Prenez note que ce document, bien qu'exact au moment émis, peut ne pas représenter la position actuelle de l'ARC.
Dear Sirs:
This is in reply to your letters of November 21 and November 29, 1985.
You have asked for Revenue Canada's position regarding the requirement to withhold taxes on computer software "technical support payments" in the following hypothetical situations:
A. In conjunction with the acquisition of a license to use software, a Canadian resident pays a non-resident an additional sum for technical support. "Technical support services" consist of access to a toll-free support telephone hotline, access to an electronic mail hotline, a quarterly newsletter and periodic software updates.
B. A Canadian resident enters into a technical support agreement with a non-resident which is renewable each year at a fixed amount per annum. The "technical support" provided by the non-resident includes access to a toll-free support telephone hotline, access to an electronic mail hotline, and a quarterly newsletter.
C. As in B above except the "technical support" provided includes periodic software updates.
D. As in B above except the "technical support" provided includes the right to software updates if any happen to be issued during the contract period.
In our telephone discussion of March 17, 1986, you indicated to us that there is no difference between situations C and D above except that in situation D there is no guarantee that there will be any software updates, whereas in situation C it is certain that there will be software updates.
It is generally our position that the following two conditions must be met in order that any payment for "technical support services" not be considered part of the Computer software license fee subject to Part XIII tax:
- 1) The payment for these "technical support services" should be optional.
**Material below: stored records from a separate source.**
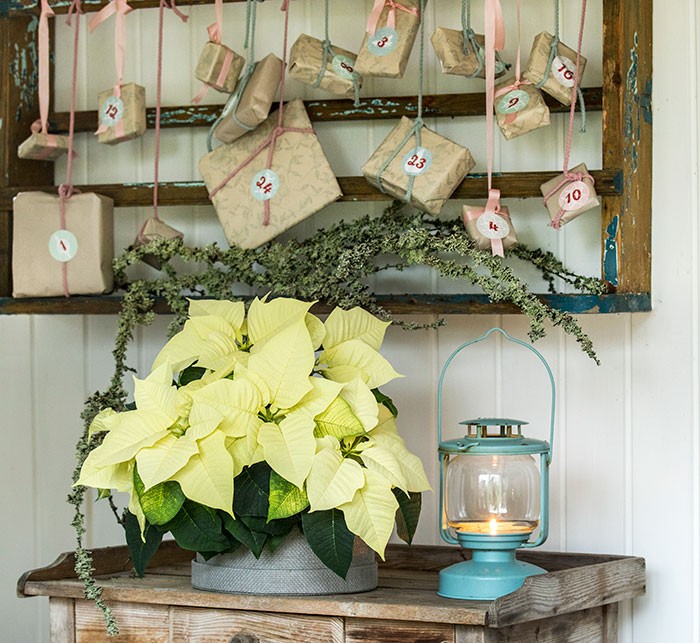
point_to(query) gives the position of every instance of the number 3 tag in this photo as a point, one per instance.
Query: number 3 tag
(417, 161)
(574, 196)
(265, 185)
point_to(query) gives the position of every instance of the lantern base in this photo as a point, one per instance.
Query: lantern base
(492, 572)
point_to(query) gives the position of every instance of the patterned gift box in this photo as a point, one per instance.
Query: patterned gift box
(214, 70)
(43, 147)
(449, 49)
(483, 229)
(299, 183)
(306, 61)
(519, 110)
(121, 118)
(568, 197)
(385, 53)
(255, 102)
(560, 80)
(47, 256)
(438, 166)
That is, if the failure to enter into, the cancellation of, or the failure to renew an agreement to acquire the "technical support services" would cause the loss of the right to use the licensed software, we usually would consider the payment for such "technical support services" to be part of the software license fee subject to Part VIII tax.
- 2) The payment for "technical support services" should be reasonable in relation to the software license fee. Any unreasonable portion of the "technical support payments" would be viewed as a portion of the license fee subject to Part XIII tax.
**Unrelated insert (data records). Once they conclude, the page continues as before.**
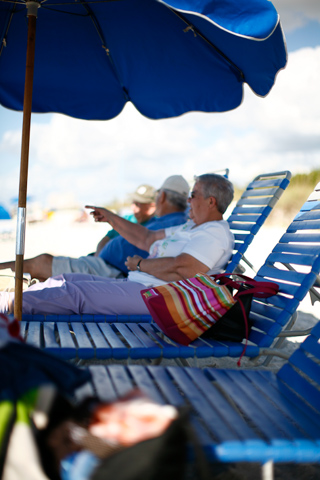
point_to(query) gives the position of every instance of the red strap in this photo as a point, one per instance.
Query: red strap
(258, 289)
(255, 288)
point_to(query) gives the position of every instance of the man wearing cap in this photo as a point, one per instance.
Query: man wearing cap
(143, 207)
(202, 244)
(109, 261)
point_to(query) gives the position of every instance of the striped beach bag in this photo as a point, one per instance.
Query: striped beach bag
(186, 309)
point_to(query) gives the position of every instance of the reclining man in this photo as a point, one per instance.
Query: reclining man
(203, 244)
(143, 207)
(171, 204)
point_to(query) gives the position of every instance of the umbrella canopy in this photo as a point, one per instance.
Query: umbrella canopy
(167, 58)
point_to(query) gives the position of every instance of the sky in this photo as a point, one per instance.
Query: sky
(74, 162)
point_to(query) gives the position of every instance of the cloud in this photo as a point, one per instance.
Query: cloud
(101, 161)
(296, 13)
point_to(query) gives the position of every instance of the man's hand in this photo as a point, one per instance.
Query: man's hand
(132, 262)
(99, 214)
We understand that computer software updates include modifications, improvements and additions to the software originally licensed. Therefore, strictly speaking, we consider payments for software updates to be the same in nature as the original software licence payments, that is, as falling within the meaning of "payments" in subparagraph 212(1)(d)(i) of the Income Tax Act (the "Act") (and also as falling within the meaning of "royalties" in paragraph 4 of Article XII of the 1980 Canada-U.S. treaty if such treaty is applicable), rather than as being payments for services. However, it is possible that we could in some cases treat software update payments as part of the payments for services which are not subject to Part XIII tax if the software update payments represent a minor portion of the total "technical support payments".
With regard to the provision of services by way of a telephone or electronic mail hotline, we agree with your position that where the person providing information or advice on such hotlines is outside Canada, the services will not be considered to be rendered in Canada and thus the payments will not be subject to withholding tax under subsection 105(1) of the Income Tax Regulations.
We cannot comment on whether the payments for "technical support services" in the above hypothetical situations are exempt from withholding tax, as we would need to see the contract in each particular case. However, we can state that if a portion of a payment is clearly for services and not subject to withholding tax and another portion of the payment is clearly subject to withholding tax, and if such non-taxable and taxable portions are ascertainable by reference to the contract and/or a reasonable basis of allocation, it is our opinion that tax need only be withheld on the taxable portion.
We trust that the above will be of assistance to you in providing you with some general guidance on this matter.